Some of my colleagues and I wanted to know whether we can model and map the controversiality of Wikipedia articles. We wanted to know whether controversy had distinct geographies? Turns out that it does. (You can find the preprint version of our paper here).
To quantify the controversiality of an article based on its editorial history, we focused on reverts, which are changes that an editor makes to undo another editor’s edits completely. We counted all of the reverts in the history of every article and gave a higher weight to editors that revert each other repeatedly.
This allowed us to get a sense of what the most controversial articles in each Wikipedia language editions are. In English, the most controversial article is George W Bush, followed by Anarchism and then Muhammed. In French, the most controversial articles are Ségolène Royal, UFOs and Jehovah’s Witnesses. Here is the full list and an interactive visualisation of Wikipedia conflicts.

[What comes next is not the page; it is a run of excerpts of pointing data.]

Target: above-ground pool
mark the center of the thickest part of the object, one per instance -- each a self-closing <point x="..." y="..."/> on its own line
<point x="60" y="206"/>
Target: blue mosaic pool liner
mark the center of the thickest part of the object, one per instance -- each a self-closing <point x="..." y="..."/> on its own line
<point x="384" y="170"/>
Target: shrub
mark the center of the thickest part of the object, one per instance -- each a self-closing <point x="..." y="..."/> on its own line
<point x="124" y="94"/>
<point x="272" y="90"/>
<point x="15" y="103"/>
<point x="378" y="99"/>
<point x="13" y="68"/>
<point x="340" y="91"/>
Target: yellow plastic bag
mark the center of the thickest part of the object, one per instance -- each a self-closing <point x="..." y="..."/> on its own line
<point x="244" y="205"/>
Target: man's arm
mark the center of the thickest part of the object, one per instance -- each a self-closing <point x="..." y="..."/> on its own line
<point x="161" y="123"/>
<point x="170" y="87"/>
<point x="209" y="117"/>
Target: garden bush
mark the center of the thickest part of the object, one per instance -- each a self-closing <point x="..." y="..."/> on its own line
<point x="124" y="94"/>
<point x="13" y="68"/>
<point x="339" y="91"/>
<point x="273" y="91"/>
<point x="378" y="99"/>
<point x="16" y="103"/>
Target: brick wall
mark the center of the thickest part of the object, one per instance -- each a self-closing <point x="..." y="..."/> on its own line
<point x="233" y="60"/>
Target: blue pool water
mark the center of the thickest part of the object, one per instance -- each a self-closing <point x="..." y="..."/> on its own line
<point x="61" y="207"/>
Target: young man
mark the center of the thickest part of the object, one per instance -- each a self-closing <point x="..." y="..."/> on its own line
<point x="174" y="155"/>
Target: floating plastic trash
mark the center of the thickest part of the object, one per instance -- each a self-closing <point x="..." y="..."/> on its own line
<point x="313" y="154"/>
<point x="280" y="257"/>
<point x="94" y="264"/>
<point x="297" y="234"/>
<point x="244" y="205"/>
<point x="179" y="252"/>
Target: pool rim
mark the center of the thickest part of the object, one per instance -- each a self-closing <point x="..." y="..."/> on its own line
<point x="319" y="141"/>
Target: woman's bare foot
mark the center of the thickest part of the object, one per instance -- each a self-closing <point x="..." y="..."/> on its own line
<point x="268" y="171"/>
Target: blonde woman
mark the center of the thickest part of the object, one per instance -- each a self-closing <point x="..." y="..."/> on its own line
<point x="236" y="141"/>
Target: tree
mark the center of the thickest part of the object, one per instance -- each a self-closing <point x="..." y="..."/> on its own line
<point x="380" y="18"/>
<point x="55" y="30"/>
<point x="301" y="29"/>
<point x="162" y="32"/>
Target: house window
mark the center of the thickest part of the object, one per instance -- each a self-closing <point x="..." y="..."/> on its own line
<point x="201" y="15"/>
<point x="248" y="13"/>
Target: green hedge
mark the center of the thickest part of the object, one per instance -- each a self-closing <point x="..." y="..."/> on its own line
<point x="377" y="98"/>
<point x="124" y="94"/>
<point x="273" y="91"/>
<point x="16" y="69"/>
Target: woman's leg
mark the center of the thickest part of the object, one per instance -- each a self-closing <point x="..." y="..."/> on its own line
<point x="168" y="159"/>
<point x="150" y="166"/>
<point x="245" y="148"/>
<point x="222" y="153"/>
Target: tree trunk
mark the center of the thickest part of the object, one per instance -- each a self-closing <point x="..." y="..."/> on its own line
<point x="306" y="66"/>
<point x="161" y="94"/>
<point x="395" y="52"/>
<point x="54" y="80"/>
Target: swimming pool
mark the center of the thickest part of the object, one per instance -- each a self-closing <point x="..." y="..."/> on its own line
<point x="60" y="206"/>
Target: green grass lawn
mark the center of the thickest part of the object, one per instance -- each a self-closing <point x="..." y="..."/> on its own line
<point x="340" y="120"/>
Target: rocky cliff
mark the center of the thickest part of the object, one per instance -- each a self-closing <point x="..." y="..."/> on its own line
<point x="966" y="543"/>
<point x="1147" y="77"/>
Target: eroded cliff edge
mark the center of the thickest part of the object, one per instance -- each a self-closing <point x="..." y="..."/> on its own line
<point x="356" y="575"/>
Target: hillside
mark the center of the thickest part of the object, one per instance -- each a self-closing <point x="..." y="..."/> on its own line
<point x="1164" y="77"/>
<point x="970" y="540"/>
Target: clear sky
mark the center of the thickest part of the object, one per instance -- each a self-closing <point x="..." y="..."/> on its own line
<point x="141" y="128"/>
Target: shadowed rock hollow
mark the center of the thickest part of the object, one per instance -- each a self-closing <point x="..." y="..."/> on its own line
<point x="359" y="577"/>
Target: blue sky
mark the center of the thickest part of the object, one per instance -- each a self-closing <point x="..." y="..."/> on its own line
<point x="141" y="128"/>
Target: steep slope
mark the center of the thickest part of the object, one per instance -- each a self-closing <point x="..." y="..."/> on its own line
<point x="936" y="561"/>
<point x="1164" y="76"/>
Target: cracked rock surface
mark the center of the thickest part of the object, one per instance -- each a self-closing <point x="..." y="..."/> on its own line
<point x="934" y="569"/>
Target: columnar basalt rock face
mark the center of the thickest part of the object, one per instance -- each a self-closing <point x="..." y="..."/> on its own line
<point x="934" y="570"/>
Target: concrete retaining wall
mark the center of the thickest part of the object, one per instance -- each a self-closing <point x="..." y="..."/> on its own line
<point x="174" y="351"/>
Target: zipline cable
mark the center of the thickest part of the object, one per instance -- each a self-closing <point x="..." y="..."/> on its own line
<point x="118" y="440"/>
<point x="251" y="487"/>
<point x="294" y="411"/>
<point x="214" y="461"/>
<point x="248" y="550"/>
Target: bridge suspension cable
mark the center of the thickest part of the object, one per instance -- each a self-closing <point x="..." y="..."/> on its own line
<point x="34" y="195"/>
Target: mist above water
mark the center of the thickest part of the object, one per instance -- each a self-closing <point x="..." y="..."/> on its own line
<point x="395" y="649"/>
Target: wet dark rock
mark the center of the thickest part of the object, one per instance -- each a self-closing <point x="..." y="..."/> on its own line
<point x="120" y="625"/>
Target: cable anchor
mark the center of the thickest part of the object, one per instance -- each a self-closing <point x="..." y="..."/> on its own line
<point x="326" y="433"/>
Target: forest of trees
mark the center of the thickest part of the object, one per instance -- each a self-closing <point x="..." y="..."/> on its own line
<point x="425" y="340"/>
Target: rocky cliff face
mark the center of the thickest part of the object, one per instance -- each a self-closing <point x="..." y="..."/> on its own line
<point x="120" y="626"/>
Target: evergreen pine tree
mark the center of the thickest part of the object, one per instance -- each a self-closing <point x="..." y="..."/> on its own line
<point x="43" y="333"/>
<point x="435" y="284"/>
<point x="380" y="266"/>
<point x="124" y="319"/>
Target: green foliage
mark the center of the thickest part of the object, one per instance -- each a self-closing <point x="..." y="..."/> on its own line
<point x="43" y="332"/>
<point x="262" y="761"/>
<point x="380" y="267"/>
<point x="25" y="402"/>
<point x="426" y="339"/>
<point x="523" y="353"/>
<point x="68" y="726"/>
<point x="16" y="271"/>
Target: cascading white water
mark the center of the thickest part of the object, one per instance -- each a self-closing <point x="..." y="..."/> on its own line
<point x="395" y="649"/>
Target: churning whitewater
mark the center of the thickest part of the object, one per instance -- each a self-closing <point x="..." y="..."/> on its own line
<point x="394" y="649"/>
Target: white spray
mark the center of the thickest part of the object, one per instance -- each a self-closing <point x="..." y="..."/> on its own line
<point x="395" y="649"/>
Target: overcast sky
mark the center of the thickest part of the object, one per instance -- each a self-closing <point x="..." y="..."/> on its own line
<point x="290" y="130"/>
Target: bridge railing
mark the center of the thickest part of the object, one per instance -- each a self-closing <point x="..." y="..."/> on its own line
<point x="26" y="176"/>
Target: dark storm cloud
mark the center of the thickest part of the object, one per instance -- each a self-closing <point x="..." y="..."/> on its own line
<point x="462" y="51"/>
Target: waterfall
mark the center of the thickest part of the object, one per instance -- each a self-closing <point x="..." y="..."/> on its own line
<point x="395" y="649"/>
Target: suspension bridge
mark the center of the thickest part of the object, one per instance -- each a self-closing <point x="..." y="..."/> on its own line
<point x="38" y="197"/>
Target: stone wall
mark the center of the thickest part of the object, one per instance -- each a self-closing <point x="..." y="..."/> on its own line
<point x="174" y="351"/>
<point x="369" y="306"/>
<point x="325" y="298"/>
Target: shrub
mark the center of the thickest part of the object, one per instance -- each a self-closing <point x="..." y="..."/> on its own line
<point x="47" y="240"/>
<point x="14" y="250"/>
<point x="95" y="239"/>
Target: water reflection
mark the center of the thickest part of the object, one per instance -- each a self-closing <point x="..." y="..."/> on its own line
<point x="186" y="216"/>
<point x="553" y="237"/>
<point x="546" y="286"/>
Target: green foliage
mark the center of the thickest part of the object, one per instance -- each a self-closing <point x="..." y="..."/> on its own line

The short version is that at the top of the lists in multiple languages we see articles related to religion, politics and football, something you would expect people to be arguing about. But what about the geography of these controversial articles in different languages? Where do we see the most controversial articles in different languages? At the bottom of the article is the full list of maps that we created, covering 13 language Wikipedias.
What do these maps tell us? First, we see an interesting amount of difference between the various language editions of Wikipedia. Some of the smaller Wikipedias have a high degree of self-focus in articles that are characterized by the greatest degree of conflict. For instance, we see articles with the highest amount of conflict in the Czech and Hebrew Wikipedias being about the Czech Republic and Israel respectively. Even when looking at large languages that are primarily spoken in more than one country, we are able to see that a significant amount of self-focus occurs, in for example the Arabic or Spanish maps.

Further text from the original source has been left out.